By Mark Magyar, NJSpotlight.com
Thom Jackson, the president of the Garden State Bar Association, the state's leading organization of African-American lawyers, was ebullient two weeks ago after emerging from a meeting with New Jersey's Congressional Redistricting Commission.
"Both parties understand what we're looking for, and I'm confident we'll be pleased with the final map," Jackson said after he and Jerome Harris, chair of the state Black Issues Convention, and George Gore, political action chair of the New Jersey NAACP, met with the redistricting panel on December 21 to urge that provide an opportunity for the state to elect at least one more minority member of Congress before the end of the decade.
The group's goal was to make sure that the majority-minority cities of Paterson and Passaic and nearby communities with significant minority populations represented by Rep. William Pascrell (D-8), a former Paterson mayor, stayed together. Elected to Congress in 1996, Pascrell would turn 75 on January 25, 2012. "When Bill Pascrell retires, that seat will be occupied by a minority," Jackson asserted.
Now he's not so sure. In fact, Jackson suggested, it might make sense for a minority candidate to enter the race now.
That's because Pascrell is now facing a challenge from Rep. Steve Rothman, a 59-year-old Bergen County Democrat who announced he would move into Pascrell's district to run against him in the primary rather than take on Rep.
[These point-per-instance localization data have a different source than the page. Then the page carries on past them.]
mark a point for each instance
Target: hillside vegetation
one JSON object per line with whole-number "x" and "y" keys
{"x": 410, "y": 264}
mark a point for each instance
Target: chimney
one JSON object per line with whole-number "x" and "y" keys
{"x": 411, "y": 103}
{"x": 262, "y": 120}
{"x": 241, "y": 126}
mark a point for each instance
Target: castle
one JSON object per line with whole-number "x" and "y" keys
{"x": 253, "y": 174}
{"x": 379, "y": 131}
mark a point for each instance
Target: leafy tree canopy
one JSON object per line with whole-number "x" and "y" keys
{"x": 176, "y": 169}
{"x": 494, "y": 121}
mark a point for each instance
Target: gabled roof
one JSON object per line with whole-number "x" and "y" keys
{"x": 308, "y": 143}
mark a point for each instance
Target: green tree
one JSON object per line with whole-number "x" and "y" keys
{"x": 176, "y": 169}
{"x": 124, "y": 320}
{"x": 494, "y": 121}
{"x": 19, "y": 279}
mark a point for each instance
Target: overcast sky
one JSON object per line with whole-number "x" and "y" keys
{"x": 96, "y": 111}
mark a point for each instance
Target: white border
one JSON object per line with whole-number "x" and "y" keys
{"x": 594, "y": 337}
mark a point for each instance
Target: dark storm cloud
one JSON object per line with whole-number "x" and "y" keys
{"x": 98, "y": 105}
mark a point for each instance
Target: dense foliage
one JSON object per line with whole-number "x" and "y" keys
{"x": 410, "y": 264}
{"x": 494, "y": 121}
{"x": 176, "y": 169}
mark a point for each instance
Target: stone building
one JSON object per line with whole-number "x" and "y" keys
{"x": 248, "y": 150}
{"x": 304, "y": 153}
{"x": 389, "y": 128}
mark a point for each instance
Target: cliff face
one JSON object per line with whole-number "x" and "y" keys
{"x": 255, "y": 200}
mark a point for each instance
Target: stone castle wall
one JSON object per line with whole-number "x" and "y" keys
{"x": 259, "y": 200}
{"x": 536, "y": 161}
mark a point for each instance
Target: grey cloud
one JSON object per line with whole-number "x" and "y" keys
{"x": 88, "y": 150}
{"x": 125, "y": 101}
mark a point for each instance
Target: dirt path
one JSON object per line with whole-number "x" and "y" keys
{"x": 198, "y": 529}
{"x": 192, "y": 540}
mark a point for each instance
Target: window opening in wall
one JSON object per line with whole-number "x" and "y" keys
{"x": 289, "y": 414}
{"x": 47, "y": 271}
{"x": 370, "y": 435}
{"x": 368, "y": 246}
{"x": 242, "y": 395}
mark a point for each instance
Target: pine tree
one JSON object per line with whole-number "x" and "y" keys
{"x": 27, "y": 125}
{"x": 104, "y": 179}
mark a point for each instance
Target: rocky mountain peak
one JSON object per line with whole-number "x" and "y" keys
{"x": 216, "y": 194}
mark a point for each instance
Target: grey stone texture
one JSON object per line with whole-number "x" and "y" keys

Scott Garrett, the state's most conservative Republican congressman, in the newly configured 5th District.
"Rothman would certainly make it more difficult if he wins because it's difficult to beat an incumbent," Jackson said yesterday. "Energizing minority voters for a primary if you have to take on a Rothman head-on and you cannot self-fund your campaign would be very difficult."
Jackson, a Morristown lawyer, suggested that the new political developments in the 9th District argued for a strong minority candidate to enter the primary and turn it into a three-way race.
"This might be the best opportunity we have," he said. "Maybe while those two powerhouses [Rothman and Pascrell] are going at it, the right minority candidate could get in there and win a three-way race."
Whether a grass-roots campaign by a minority candidate in a primary against Rothman, who already has $1.74 million in the bank, and Pascrell, with $1.43 million on hand, is a real question, however.